Château Ferrière is a winery in the Margaux appellation of the Bordeaux region of France. The wine produced here was classified as one of fourteen Troisièmes Crus (Third Growths) in the historic Bordeaux Wine Official Classification of 1855. The Château has 29 acre planted with Cabernet Sauvignon, Merlot and Cabernet Franc.

A second wine is produced under the label Les Remparts de Ferriere.

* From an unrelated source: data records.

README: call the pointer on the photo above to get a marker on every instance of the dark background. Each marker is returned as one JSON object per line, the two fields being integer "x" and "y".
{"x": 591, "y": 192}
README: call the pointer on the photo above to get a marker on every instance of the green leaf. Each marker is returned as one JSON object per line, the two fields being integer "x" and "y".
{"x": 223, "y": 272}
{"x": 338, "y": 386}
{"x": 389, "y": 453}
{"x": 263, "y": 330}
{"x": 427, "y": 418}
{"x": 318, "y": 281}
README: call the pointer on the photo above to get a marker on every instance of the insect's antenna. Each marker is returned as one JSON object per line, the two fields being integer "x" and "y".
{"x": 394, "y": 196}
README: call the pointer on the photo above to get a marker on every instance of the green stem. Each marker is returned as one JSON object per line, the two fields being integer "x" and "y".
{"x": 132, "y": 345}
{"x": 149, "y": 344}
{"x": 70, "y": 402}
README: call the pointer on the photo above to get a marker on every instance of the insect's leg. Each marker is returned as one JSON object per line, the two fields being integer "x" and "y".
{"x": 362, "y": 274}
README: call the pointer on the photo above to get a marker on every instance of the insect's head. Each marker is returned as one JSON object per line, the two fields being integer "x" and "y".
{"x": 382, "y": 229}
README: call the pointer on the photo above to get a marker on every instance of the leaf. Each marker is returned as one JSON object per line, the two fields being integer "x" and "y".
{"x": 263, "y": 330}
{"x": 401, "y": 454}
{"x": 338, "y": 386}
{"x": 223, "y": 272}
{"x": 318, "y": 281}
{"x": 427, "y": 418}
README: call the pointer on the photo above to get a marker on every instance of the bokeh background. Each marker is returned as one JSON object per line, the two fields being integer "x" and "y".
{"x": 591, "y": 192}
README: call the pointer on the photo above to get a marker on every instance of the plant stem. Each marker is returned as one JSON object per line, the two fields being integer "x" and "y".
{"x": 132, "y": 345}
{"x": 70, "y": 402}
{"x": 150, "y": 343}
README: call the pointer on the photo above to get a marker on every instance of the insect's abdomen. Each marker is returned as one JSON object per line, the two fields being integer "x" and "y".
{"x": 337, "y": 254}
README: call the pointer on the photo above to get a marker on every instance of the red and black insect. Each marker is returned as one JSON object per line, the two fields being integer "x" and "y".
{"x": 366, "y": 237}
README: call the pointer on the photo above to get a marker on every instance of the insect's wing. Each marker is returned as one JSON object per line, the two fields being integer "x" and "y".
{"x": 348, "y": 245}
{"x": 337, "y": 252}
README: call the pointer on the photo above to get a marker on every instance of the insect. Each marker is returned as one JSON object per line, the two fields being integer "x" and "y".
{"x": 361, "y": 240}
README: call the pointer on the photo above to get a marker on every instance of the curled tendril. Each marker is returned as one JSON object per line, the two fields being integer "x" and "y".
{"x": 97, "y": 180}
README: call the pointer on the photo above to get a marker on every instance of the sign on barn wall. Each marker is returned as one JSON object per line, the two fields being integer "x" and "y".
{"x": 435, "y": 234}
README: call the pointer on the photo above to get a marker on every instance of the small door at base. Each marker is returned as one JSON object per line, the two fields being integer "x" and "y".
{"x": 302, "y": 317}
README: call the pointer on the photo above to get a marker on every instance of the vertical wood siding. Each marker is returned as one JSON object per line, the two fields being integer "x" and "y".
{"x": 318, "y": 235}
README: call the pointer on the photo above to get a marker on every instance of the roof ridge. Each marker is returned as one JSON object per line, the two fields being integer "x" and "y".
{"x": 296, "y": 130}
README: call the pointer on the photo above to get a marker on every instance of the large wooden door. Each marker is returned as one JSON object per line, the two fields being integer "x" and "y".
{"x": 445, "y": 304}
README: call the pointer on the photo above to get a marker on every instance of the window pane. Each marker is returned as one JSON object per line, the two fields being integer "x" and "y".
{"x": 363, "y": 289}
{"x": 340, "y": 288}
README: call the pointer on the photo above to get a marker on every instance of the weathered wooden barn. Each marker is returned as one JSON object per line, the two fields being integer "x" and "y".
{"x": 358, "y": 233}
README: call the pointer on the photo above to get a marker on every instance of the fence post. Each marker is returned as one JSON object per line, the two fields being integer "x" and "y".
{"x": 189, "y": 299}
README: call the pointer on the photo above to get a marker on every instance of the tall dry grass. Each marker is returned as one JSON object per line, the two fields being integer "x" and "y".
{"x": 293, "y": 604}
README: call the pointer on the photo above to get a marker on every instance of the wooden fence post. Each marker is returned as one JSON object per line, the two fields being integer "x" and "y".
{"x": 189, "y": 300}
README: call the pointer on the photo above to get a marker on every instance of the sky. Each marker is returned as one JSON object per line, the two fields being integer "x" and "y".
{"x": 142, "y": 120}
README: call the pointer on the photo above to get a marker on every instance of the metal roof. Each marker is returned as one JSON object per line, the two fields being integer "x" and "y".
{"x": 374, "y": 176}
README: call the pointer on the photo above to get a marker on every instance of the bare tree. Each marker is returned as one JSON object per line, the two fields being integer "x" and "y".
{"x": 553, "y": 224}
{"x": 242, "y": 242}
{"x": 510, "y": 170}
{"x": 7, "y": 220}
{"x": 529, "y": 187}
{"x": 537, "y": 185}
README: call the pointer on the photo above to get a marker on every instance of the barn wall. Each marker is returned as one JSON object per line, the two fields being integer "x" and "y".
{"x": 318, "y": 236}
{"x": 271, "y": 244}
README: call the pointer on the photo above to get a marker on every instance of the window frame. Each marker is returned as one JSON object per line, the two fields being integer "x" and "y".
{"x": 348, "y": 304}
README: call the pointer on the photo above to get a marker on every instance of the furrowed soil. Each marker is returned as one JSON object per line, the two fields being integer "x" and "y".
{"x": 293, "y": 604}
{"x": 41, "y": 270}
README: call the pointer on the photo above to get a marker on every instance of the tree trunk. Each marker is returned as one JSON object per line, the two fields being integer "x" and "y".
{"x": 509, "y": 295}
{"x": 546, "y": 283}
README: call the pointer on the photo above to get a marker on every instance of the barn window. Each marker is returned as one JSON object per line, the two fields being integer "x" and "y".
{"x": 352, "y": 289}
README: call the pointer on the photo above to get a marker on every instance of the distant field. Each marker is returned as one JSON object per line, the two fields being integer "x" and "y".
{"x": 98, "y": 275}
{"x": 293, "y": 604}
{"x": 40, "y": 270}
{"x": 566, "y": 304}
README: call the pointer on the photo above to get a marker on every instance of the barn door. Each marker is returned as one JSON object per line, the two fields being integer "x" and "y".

The estate is run by Claire Villars-Lurton, manager of Château Haut-Bages-Liberal and Château La Gurge, and wife of Gonzague Lurton, owner of Château Durfort-Vivens.

== History ==

The estate's name comes from its founder, Gabriel FERRIERE, who was a royal in charge of the king's hunts during the 18th century. In 1777, he sold it to his cousins also named FERRIERE. One of them, Jean FERRIERE, will become mayor of the city of Bordeaux after Robespierre's fall, in 1795.
In 1855, took place the classification of the Medoc growths. On this occasion, Château Ferrière was classified [third growth].
The estate remained in the hands of the FERRIERE family until 1914, when it was sold to Armand FEUILLERAT, then owner of another Margaux classified growth, [Château Marquis de Terme].
In 1952, [Alexis LICHINE] took over the management of Château Ferrière as a farmer and all the wine was vinified at Château Lascombes, second growth in Margaux.
During 40 years, only a small quantity of bottles is produced and the wine somehow becomes a second label for Château Lascombes. Only passengers of a famous airline had the opportunity to taste its potential.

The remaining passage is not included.